EGFR Inhibitor-Associated Skin Rash Targeted by Hana Biosciences

  • Hana Biosciences acquired exclusive rights to develop and commercialize Menadione, a preclinical product candidate for the prevention and treatment of skin rash associated with the use of epidermal growth factor receptor (EGFR) inhibitors in the treatment of certain cancers. Hana’s rights were obtained from the Albert Einstein College of Medicine.

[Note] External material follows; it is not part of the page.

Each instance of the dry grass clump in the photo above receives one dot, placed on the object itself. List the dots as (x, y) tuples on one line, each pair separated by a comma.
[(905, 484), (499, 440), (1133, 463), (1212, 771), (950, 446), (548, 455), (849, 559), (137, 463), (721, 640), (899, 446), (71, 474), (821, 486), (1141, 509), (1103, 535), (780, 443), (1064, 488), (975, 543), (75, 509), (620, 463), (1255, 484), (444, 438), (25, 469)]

    The company reports that an estimated 75% of cancer patients receiving treatment with EGFR inhibitors develop significant skin toxicities presenting as acne-like rash on the face and upper body. Menadione, a small molecule phosphatase inhibitor, is an activator of EGFR signaling.

    In vivo studies have suggested that topically applied menadione may restore EGFR signaling specifically in the skin of patients treated systemically with EGFR inhibitors. Currently prescribed EGFR inhibitors include Erbitux, Tarceva, and Vectibix.

    Pursuant to the license agreement, Hana holds a worldwide, exclusive, royalty bearing license, with the right to grant sublicenses to pending patent applications relating to topical menadione.

    The activity of Menadione was discovered in the laboratory of Roman Perez-Soler, M.D., chief of the division of oncology in the department of medicine at the Albert Einstein College of Medicine in New York.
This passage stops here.